Weergave van de tekening

Wanneer u een DWG opent toont het het laatst opgeslagen aanzicht. Een DWG heeft twee werkruimten: Model Space en PaperSpace. Paperspace bestaat uit één of meer indelingen. Onder het tekengebied ziet u een reeks van tabbladen: Model en één voor elk van de lay-outs. Klik op een tab om te schakelen tussen Modelspace en één van de indelingen. Als de onderste rand van de tekening scherm niet alle lay-out tabbladen houden, kunt u de navigatieknoppen aan de linkerkant om door de lay-out tabbladen te bladeren.

Model Space

Model Space bevat de tekening-entiteiten. Model Space bestaat uit één enkele viewport, maar u kunt het in veelvoudige viewports verdelen. Elke viewport kan verschillende delen van de tekening tonen.

Paper Space

Zoals vermeld door zijn naam, wordt de Paper Space gebruikt om lay-out te maken voor het printen. Elke tekening heeft minstens één lay-out en elke lay-out is samengesteld uit één of meerdere viewports. Elke viewport kan een verschillend deel van de tekening bij een verschillende schaal tonen. In elke lay-out kunt u titelblokken, legenda’s, kaders, enz. toevoegen die nodig zijn voor het printen van de tekening. Dergelijke entiteiten zijn zichtbaar in de lay-out waar u hen toevoegd, niet in de andere lay-outs van in Model Space.

Lagen

Alle grafische informatie in een DWG zit in één van meerdere lagen (lagen). Elke tekening heeft minstens Laag 0 (nul). Het aantal lagen is niet beperkt. De instellingen van een laag zijn door de gebruiker aan te passen. De actieve laag is gemarkeeerd.

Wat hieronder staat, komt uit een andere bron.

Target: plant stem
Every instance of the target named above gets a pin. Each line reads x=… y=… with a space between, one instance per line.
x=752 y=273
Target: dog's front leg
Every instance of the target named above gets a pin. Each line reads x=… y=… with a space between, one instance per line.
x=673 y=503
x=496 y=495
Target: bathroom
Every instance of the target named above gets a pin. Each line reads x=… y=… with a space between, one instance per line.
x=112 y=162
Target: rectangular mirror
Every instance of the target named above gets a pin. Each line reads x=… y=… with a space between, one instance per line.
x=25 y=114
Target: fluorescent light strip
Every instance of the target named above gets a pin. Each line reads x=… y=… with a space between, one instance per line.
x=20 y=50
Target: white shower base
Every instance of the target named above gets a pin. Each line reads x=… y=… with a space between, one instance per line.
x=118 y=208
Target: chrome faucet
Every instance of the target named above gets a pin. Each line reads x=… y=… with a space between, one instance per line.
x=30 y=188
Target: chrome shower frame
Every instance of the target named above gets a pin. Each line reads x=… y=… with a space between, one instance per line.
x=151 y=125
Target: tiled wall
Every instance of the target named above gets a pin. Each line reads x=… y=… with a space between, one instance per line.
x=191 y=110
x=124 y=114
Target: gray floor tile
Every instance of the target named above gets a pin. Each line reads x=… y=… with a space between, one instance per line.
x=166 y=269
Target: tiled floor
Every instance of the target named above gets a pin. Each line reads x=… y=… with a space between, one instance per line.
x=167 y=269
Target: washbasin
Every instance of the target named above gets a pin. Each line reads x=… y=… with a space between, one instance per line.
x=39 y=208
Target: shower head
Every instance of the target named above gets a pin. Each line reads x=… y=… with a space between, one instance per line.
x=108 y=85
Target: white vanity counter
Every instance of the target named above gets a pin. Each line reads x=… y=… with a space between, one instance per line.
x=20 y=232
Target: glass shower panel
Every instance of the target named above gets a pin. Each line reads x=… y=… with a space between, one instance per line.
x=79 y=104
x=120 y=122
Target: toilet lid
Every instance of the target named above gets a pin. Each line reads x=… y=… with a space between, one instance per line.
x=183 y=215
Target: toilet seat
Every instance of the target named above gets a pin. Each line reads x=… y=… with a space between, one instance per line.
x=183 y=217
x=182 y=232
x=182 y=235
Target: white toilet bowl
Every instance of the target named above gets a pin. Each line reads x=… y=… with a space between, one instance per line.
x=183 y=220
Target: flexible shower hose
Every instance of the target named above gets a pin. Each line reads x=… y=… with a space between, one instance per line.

De instellingen van een laag zijn:

  • Layer Name: iedere laag heeft een unieke naam
  • On/Off: ON ( = zichtbaar) van OFF ( = onzichtbaar)
  • Freeze: THAWED ( = zichtbaar) van FROZEN ( = onzichtbaar)
  • Locked: UNLOCKED ( = object is te bewerken ) van LOCKED ( = niet te bewerken )
  • Color: iedere laag heeft een kleur
  • Line type: iedere laag heeft een lijnsoort
  • Line weight: iedere laag heeft een lijndikte
  • Plot Style: iedere laag heeft een plotstijl (printstijl) voor de objecten in de laag
  • Plot: Ja ( = objecten worden geprint) van nee ( = niet printen)

Een laag die OFF staat laat objecten op die laag niet zien. Dat kan een gedeelte van de inhoud van een block zijn. Staat een block in een bepaalde laag dan zal FREEZE alle inhoud van het block onzichtbaar maken, terwijl dat met OFF niet het geval hoeft te zijn.

Het commando LWDEFAULT bepaalt wat de standaard lijndikte is, stel dit in bij het maken van een PDF met PDFEXPORT, bijvoorbeeld op 10.